Annual percentage rate, or APR, describes the CD's annual simple interest rate which does not include compounded interest. As an example, a CD that offers 5 percent interest would gain \$500 on a \$10,000 CD, calculated as 0.05 x \$10,000. However, most CDs pay compound interest, so the annual percentage yield, or APY, more exactly describes the CD's accrued interest.

## Annual Percentage Yield

APY describes the CD's interest rate including any compounding effect of periodic payments. This means that your interest also accrued interest.

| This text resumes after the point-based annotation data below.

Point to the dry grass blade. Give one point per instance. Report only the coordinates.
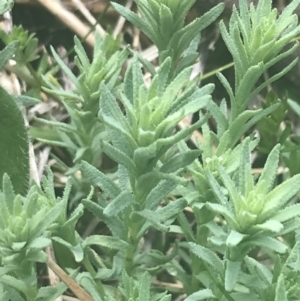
(75, 24)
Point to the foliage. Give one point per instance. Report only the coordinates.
(236, 233)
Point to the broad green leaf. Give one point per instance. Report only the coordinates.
(171, 210)
(280, 195)
(118, 156)
(234, 238)
(14, 153)
(287, 213)
(159, 192)
(113, 223)
(270, 169)
(117, 205)
(281, 294)
(144, 287)
(227, 214)
(271, 225)
(180, 161)
(259, 270)
(97, 178)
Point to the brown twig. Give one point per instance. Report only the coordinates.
(81, 29)
(79, 292)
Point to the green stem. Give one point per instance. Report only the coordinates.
(216, 281)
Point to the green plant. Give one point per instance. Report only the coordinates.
(236, 233)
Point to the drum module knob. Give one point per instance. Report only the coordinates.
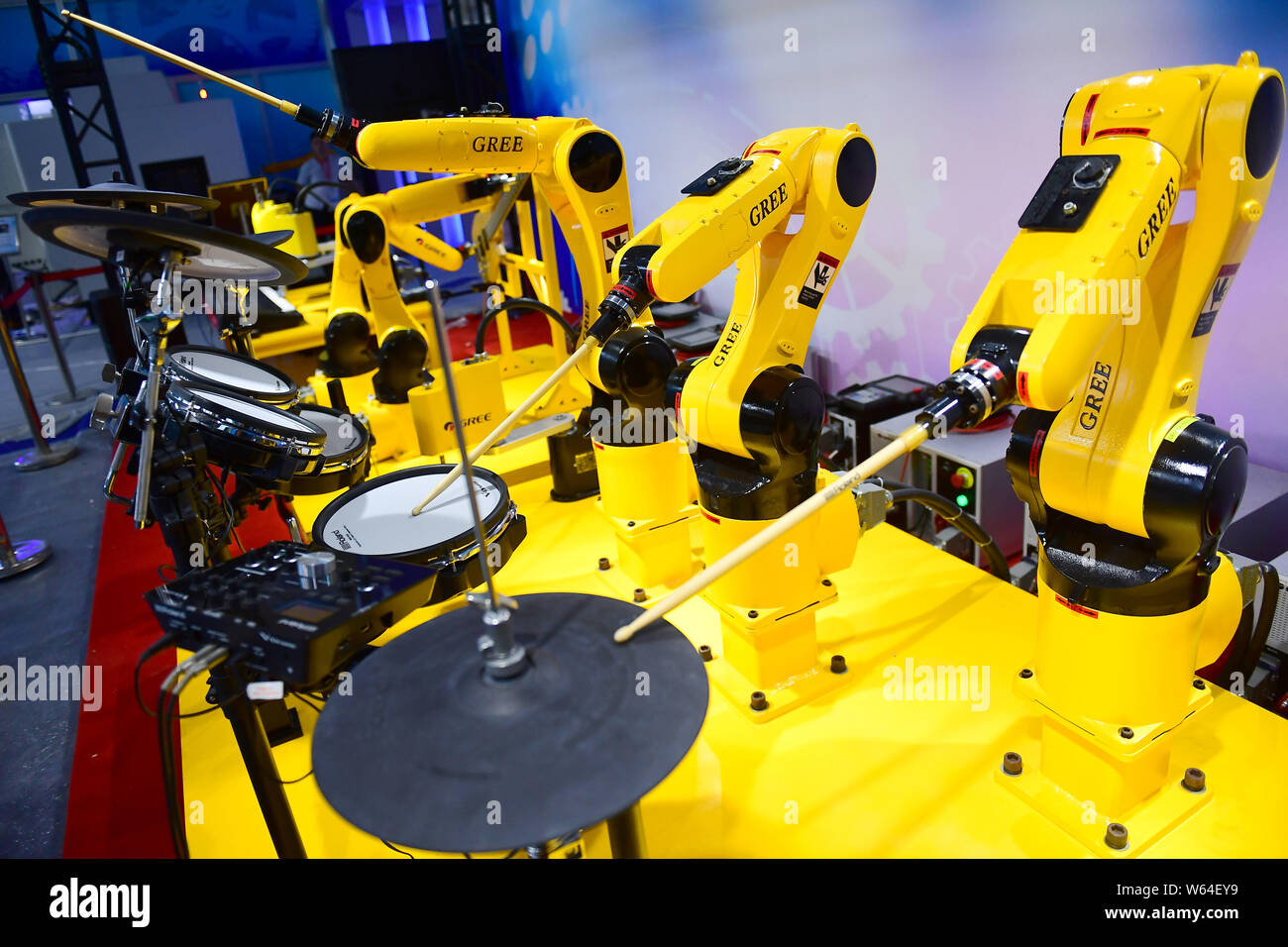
(103, 412)
(316, 570)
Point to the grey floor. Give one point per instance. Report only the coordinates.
(44, 613)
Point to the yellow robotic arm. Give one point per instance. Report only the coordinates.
(1102, 308)
(1098, 321)
(751, 411)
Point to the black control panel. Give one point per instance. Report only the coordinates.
(290, 611)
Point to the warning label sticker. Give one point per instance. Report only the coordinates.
(815, 283)
(613, 241)
(1216, 295)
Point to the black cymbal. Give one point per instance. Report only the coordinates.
(429, 751)
(209, 253)
(116, 193)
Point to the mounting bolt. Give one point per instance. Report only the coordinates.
(1116, 836)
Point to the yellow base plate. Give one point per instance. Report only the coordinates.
(880, 763)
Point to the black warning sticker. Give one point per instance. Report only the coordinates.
(1216, 295)
(815, 283)
(613, 241)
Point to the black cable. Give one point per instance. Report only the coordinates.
(1265, 618)
(166, 701)
(967, 525)
(399, 851)
(149, 654)
(299, 195)
(522, 303)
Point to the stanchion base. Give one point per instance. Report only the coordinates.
(39, 460)
(27, 556)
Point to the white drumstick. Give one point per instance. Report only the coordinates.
(485, 444)
(905, 444)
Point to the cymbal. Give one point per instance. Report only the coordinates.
(209, 253)
(116, 193)
(430, 751)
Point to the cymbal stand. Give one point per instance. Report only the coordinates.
(156, 326)
(502, 655)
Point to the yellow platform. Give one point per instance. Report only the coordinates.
(858, 771)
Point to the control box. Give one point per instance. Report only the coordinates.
(858, 407)
(288, 611)
(969, 468)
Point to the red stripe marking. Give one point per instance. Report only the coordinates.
(1035, 451)
(1120, 132)
(1076, 608)
(1086, 116)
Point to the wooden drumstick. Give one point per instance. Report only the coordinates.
(485, 444)
(905, 444)
(281, 105)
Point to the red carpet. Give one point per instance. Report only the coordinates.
(115, 805)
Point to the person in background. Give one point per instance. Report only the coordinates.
(321, 165)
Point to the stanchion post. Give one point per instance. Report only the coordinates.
(38, 289)
(25, 556)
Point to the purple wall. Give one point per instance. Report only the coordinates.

To continue with the prior example, if the 5-percent CD compounded every six months, then it accumulates 2.5 percent interest twice per year, calculated as 5 percent divided by the two semiannual payments. However, the first payment is added to the original investment before calculating the second interest payment. Therefore, the first payment is \$250 (0.025 x \$10,000), but the second payment is \$256.25 (0.025 x \$10,250). The two payments total \$506.25. Dividing this total by \$10,000 gives you an APY of 0.0506, or 5.06 percent.

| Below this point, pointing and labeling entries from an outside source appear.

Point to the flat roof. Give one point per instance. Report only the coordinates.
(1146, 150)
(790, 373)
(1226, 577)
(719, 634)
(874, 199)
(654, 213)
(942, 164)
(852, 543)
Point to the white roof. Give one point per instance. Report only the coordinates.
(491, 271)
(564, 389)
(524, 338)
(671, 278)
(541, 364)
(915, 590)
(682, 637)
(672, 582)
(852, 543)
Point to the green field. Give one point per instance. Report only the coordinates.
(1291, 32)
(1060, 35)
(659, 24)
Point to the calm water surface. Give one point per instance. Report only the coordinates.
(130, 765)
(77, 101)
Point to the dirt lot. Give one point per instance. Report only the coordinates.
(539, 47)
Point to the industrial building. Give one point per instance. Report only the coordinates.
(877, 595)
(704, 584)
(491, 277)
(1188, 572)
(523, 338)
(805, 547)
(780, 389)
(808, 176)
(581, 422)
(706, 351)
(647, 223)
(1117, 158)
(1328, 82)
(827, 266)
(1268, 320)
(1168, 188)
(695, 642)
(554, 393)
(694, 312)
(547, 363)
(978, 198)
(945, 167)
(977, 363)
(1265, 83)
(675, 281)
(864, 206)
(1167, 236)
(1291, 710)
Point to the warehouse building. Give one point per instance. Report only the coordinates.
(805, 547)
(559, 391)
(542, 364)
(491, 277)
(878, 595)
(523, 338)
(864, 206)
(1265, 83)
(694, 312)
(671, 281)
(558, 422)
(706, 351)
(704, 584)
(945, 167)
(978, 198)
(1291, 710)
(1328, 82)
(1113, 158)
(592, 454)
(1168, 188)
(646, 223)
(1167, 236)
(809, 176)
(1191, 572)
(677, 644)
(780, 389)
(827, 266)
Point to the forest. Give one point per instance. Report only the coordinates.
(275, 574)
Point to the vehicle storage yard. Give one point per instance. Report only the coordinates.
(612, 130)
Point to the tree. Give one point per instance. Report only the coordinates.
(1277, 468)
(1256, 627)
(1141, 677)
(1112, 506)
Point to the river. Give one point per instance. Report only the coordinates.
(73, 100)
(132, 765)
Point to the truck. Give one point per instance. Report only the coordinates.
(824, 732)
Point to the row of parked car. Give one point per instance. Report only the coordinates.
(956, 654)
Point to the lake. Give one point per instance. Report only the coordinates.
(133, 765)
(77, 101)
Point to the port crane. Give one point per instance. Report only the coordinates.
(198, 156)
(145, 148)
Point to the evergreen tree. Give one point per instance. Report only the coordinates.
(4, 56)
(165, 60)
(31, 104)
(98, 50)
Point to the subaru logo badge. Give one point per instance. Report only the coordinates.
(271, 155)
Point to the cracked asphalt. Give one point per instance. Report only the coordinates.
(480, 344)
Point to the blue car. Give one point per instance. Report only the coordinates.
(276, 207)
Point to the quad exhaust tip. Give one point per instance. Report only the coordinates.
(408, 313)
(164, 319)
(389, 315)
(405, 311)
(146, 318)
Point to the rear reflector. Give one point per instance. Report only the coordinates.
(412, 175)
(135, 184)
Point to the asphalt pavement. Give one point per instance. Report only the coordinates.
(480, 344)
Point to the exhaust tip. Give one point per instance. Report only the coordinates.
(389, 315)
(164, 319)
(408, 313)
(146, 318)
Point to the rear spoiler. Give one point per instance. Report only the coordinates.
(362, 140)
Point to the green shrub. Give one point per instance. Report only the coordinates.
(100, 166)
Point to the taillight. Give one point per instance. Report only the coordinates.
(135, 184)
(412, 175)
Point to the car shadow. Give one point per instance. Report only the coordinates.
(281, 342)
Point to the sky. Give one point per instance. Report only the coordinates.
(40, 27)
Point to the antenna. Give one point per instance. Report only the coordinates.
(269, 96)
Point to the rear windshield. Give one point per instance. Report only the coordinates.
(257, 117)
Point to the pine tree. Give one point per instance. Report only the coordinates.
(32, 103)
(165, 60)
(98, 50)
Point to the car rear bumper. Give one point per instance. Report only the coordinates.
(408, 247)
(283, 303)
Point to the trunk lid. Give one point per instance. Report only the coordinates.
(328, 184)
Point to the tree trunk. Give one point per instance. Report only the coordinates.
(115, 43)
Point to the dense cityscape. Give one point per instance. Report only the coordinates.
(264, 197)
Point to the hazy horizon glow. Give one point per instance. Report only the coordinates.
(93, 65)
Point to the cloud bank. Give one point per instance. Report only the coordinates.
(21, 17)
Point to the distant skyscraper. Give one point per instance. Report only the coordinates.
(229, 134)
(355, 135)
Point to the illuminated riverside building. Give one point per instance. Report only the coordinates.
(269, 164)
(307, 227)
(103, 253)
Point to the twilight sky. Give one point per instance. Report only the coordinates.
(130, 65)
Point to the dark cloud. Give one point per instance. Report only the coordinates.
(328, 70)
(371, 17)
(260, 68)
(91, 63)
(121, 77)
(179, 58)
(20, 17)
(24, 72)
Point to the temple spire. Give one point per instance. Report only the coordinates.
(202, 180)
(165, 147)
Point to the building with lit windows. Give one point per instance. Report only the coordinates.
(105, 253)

## Calculating Total Interest

Although APY describes the true annual return, it doesn't calculate your total accrued interest which uses the standard compound interest formula. It works like this:

1. Adding 1 to the periodic interest rate and raising the total to the nth power, where "n" is the number of periods until maturity, gives you the multiplication factor.
2. Multiplying this factor by the original investment calculates the total at maturity.
3. Subtracting the original investment from this figure gives you the total interest accrued.

If the example CD matured in 15 years, add 1 to 0.025 to get 1.025. Raise 1.025 to the 30th power (there are 30 semiannual payments in 15 years) to get 2.096. Multiplying \$10,000 gives you a total of \$20,960. Subtracting \$10,000 leaves you with the total accrued interest of \$10,960.

## Exploring CD Maturity

All this interest is great, but unfortunately you don't have immediate access to it. Most CDs have a maturity date, which is a set time before you can cash in the CD to receive your original investment and any accrued interest. That means if you have a baby five years from now and need the money from the example's 15-year CD, you don't have that option without paying a penalty. Penalties discourage early cashing of CDs and severely undercut your return.

## Understanding Call Options

Some CDs have a call option that allows the issuing institution to cancel the CD early. This forces you to cash in your CD early, although you do not suffer a penalty. The call option only applies to the institute; you still do not have the option for early cancellation without a penalty. Institutes may exercise this option if interest rates fall, which allows them to cancel high-interest rate CDs and reissue them to another investor at a lower interest rate.